Issue du Conservatoire du Caire, aujourd'hui sociétaire du Théâtre national, sa carrière cinématographique débute assez tard sans jamais l'inciter à abandonner les planches. Indéniablement une très grande actrice, dont la sobriété, l'intensité, le don d'émouvoir sans sensiblerie ni pathétique outré sont exceptionnels. On la voit s'essayer à l'écran sous la direction d'un Aṭif Salim :  ’J'ai détruit mon foyer’ (Hadamtu bayti, 1947), ‘les Amours du millionnaire’ (Gharamu al-millyunir, 1957, avec Kamal ash-Shinnawi) et ‘Rendez-vous avec l'inconnu’ (Maw'id ma'a al-maghul, 1959, aux côtés d'Omar Sharif). Mais ce n'est que l'année suivante que Sana Gamil trouve un rôle à la mesure de son talent, celui de la sœur sacrifiée de Mort parmi les vivants/le Commencement et la fin (S. Abu Sayf, 1960). Elle domine magnifiquement l'éclatant mélodrame : la lente dissolution de la famille, l'abnégation qu'elle mène jusqu'à la perte de son « honneur » pour aider ses frères, l'un qui finit malfrat, l'autre qu'elle adore avant de le découvrir dans sa lâcheté et toute sa triste ambition (Sharif). Elle aura encore deux beaux rôles : dans l'Aube d'un jour nouveau (Y. Chahin, 1964) et dans la Seconde Épouse (Abu Sayf, 1967), puis deux prestations dans des films qui ne sont pas dépourvus d'intérêt : ‘l'Impossible’ (Ḥ. Kamal, 1964) et ‘l'Inconnu’ (Ashraf Fahmi, 1982). Mais elle n'a pas obtenu à l'écran la place qu'elle était en droit d'espérer, que son métier, sa beauté expressive lui eussent assurée dans un registre, de surcroît, très ouvert.

GAMMA.

Symbole du facteur de contraste d'une émulsion photosensible ( CONTRASTE) — Nom donné à la loi de variation de la courbe caractéristique de sensibilité des caméras vidéo (niveau du signal en fonction de l'éclairement).

GANCE (Abel)

cinéaste français (Paris 1889 - id. 1981).

Pionnier du cinéma français avec Louis Delluc et Marcel L'Herbier, il disparut longtemps après ses compagnons, auréolé d'une gloire trop ancienne, laissant peu de films à la hauteur de ses ambitions : la Roue (1923 ;  : 1921) et Napoléon (1927). Si la virulence des critiques à son égard s'atténua avec le temps (les quelques distinctions honorifiques qu'il reçut ne lui furent décernées qu'à la fin de sa vie), c'est parce qu'il ne réalisa plus de nouvelles œuvres, privé de moyens par les producteurs méfiants. « J'ai droit aux interviews, aux hommages, jamais aux commandes », déclara-t-il.

De ses études secondaires, Abel Gance conserve une attirance particulière pour la littérature et le théâtre.

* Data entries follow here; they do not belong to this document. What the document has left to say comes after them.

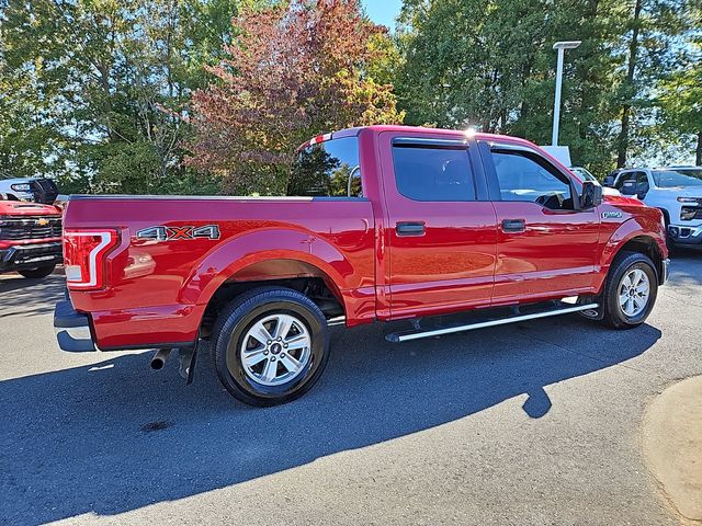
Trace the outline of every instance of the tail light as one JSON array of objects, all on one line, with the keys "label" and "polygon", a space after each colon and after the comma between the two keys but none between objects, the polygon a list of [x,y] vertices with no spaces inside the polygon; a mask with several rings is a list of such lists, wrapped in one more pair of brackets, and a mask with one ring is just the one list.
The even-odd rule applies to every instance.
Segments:
[{"label": "tail light", "polygon": [[105,286],[105,256],[120,243],[116,230],[65,230],[64,265],[71,290]]}]

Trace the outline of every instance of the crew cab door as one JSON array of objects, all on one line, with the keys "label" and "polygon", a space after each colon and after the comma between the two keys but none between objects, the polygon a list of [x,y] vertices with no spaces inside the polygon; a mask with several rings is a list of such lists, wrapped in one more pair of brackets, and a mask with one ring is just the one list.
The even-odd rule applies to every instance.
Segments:
[{"label": "crew cab door", "polygon": [[479,144],[497,214],[494,305],[595,293],[600,219],[580,184],[537,150]]},{"label": "crew cab door", "polygon": [[394,319],[490,304],[497,224],[476,148],[461,136],[381,134]]}]

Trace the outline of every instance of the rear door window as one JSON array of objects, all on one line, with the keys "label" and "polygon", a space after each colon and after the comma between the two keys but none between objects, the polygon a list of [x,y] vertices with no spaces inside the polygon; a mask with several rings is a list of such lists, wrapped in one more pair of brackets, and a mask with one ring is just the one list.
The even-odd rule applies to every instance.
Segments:
[{"label": "rear door window", "polygon": [[475,181],[464,147],[393,146],[397,191],[414,201],[475,201]]},{"label": "rear door window", "polygon": [[362,197],[358,137],[342,137],[299,151],[287,184],[288,196]]}]

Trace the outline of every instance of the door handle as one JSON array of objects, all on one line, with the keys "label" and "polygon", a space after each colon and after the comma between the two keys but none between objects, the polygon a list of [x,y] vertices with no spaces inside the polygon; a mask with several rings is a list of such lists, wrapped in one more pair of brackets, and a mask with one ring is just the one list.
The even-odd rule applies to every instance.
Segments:
[{"label": "door handle", "polygon": [[523,232],[526,230],[526,221],[524,219],[503,219],[502,231],[503,232]]},{"label": "door handle", "polygon": [[395,225],[395,231],[397,236],[423,236],[424,222],[423,221],[401,221]]}]

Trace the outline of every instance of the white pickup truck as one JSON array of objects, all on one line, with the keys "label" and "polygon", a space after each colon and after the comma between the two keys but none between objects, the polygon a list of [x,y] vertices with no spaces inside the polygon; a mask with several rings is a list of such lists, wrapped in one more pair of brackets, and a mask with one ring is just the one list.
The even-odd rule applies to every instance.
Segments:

Dès 1908, il joue, à Paris, à Bruxelles ; il écrit deux tragédies, dont la Victoire de Samothrace ; il est Molière jeune dans un film de Léonce Perret. « Ce goût pour une littérature passablement décadente lui fait écrire un livre de poèmes, Un doigt sur le clavier, l'amène à composer des scénarii jusqu'au jour où on lui demanda de les réaliser lui-même. » (Charensol, in Panorama du Cinéma, 1930.) Gance peut laisser déborder son imagination ; il écrit, réalise : la Digue (1911), le Nègre blanc (1912), Il y a des pieds au plafond (id.), le Masque d'horreur (id.), Un drame au château d'Acre (1915). Mais Gance veut aller plus loin, explorer la technique pour le plaisir du spectateur et pour le sien. Il réalise la Folie du docteur Tube (1915), riche en essais et trucages. Et malgré l'échec de ce film, il signera une dizaine d'autres films les années suivantes, dont un Barberousse à épisodes (1917) fort apprécié du public. Gance va apporter son concours à l'effort de guerre en réalisant des films de propagande dont certains ne sont pas dénués d'intérêt. Ainsi, après l'Héroïsme de Paddy (1915), Strass et C ie (id.), les Gaz mortels (1916), il réalise la Zone de la mort (1917), qui attire l'attention de la critique, accroît la méfiance de certains producteurs (Gance n'est-il pas l'inventeur du gros plan ?), mais conforte la confiance d'autres, dont Charles Pathé. C'est à partir de 1917 qu'il tourne ses premiers grands films : Mater Dolorosa (1917), la Dixième Symphonie (1918), le célèbre J'accuse (1919), plaidoyer contre une guerre qui le marque profondément, et la Roue (1921-1923), dans lequel « le monde des locomotives, des rails, des disques contraste avec un monde de neige, de sommets, de solitude : une symphonie blanche succédant à une symphonie noire » (A. Gance).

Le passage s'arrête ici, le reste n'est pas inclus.